Wow. This might be the greatest poker bluff ever played. It's definitely the gutsiest.

The biggest poker prize on the planet was on offer. And the bluffed worked. Even if you don't understand poker, you'll love this.

This is about psychology, not cards. Here's what happened.

In a nutshell, a dude with absolutely nothin' threw every one of his chips into a $162 million chip pot, and scared off the guy who had the better hand. It was part genius, part lunacy, and a whole lot of how-the-hell-did-that-just-happen.

The bluffer was the guy on the left, 39-year-old Vietnamese American Qui Nguyen. The bluffee, if you will, was San Fancisco-based poker pro Gordon Vayo.

Vayo looks befuddled.

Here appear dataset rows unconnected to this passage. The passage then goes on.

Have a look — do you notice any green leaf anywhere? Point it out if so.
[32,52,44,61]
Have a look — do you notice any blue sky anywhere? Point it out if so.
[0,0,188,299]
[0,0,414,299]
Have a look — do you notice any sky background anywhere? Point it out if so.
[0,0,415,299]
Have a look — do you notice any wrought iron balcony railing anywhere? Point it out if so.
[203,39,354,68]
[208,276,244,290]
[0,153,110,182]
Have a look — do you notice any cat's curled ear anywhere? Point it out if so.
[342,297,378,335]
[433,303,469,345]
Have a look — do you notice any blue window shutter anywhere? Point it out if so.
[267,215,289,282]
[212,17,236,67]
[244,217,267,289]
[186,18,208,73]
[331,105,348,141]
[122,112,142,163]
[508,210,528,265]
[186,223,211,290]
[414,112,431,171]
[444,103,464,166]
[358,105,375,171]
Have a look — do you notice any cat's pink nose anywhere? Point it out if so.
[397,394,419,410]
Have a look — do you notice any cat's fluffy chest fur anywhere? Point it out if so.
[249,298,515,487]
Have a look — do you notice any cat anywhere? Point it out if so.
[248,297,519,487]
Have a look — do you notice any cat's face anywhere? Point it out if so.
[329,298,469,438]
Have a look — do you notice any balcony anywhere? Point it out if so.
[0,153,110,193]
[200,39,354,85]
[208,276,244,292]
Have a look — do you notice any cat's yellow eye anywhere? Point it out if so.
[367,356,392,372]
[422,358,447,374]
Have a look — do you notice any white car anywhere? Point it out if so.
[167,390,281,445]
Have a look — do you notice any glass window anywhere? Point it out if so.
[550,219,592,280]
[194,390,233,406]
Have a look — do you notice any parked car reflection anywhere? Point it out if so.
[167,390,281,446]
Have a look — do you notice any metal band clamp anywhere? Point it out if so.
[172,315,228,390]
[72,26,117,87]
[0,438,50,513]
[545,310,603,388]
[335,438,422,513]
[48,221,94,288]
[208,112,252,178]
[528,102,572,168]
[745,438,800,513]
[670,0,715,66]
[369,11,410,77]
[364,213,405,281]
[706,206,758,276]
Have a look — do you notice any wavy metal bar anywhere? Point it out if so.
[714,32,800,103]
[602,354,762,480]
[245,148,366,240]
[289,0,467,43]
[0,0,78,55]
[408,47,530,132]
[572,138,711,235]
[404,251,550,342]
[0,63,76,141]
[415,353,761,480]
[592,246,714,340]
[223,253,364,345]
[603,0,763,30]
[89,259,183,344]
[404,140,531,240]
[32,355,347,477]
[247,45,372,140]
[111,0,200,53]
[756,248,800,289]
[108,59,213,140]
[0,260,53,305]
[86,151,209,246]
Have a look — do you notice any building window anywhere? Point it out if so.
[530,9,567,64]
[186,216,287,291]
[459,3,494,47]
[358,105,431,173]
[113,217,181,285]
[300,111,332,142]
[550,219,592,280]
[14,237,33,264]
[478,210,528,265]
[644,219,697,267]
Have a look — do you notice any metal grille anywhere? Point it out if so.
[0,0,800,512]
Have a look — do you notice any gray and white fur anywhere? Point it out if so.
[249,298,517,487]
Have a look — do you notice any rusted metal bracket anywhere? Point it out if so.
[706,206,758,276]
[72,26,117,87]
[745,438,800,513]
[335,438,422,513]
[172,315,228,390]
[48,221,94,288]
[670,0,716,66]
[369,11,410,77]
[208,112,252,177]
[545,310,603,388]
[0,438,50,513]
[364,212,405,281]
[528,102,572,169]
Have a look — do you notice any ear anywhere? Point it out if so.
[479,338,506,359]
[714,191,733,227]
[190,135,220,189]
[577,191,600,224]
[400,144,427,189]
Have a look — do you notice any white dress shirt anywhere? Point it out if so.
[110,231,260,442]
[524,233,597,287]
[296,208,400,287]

Poker analysts say he was too passive during much of the final duel, which made him easy pickings for the crazy aggressive Nguyen.
Steve Marcus / Reuters
Vayo looks befuddled. Poker analysts say he was too passive during much of the final duel, which made him easy pickings for the crazy aggressive Nguyen.

The 2016 World Series of Poker was down to just these two players. The WSOP is a tournament held annually in Las Vegas which around 7,000 players enter. Each player buys in for $10,000 in real cash. For this they receive 50,000 chips.

The winner is the person who accumulates all the chips of every other player. He or she gets $8 million. The runner-up prize is just over half that. Aussie Joe Hachem won in 2005. Will it shock you to learn he's Shane Warne's mate?

So then. Like we say, the 2016 tournament was down to two. They call this "heads-up" poker and it's different to regular poker when there are up to nine players at a table. With multi-player tables, you must bluff selectively, because it's very likely someone will have a good hand.

With just two players, it's easier to pretend. And that's what Nguyen did, as he scared off Vayo with a pair of fives up against a pair of nines. Here's the full video of the fateful hand.

Vayo should have seen right through it, but Nguyen had been so consistently aggressive, Vayo was visibly spooked.

Heads-up poker is a psychological battle, and Vayo blinked first. The history books will show that this nine-hour epic was the longest heads-up battle in WSOP history, but it will be remembered for the brilliant, gutsy play of Qui Nguyen, summed up best a contributor on this Reddit thread who said "that man don't give the slightest of f***s".

Meanwhile Vayo, to use the old Aussie cricket phase, "mentally disintegrated". The look on his face at the end said it all.

Dude was like a little lost sheep in the end.
Steve Marcus / Reuters
Dude was like a little lost sheep in the end.

And Nguyen? Well as you'd expect, he was rather ecstatic at bluffing his way to glory with absolutely nothing to back him up. Here's hoping a certain U.S. politician does not replicate his run in coming days.

The nerve of a champion, that's for sure.
ASSOCIATED PRESS
The nerve of a champion, that's for sure.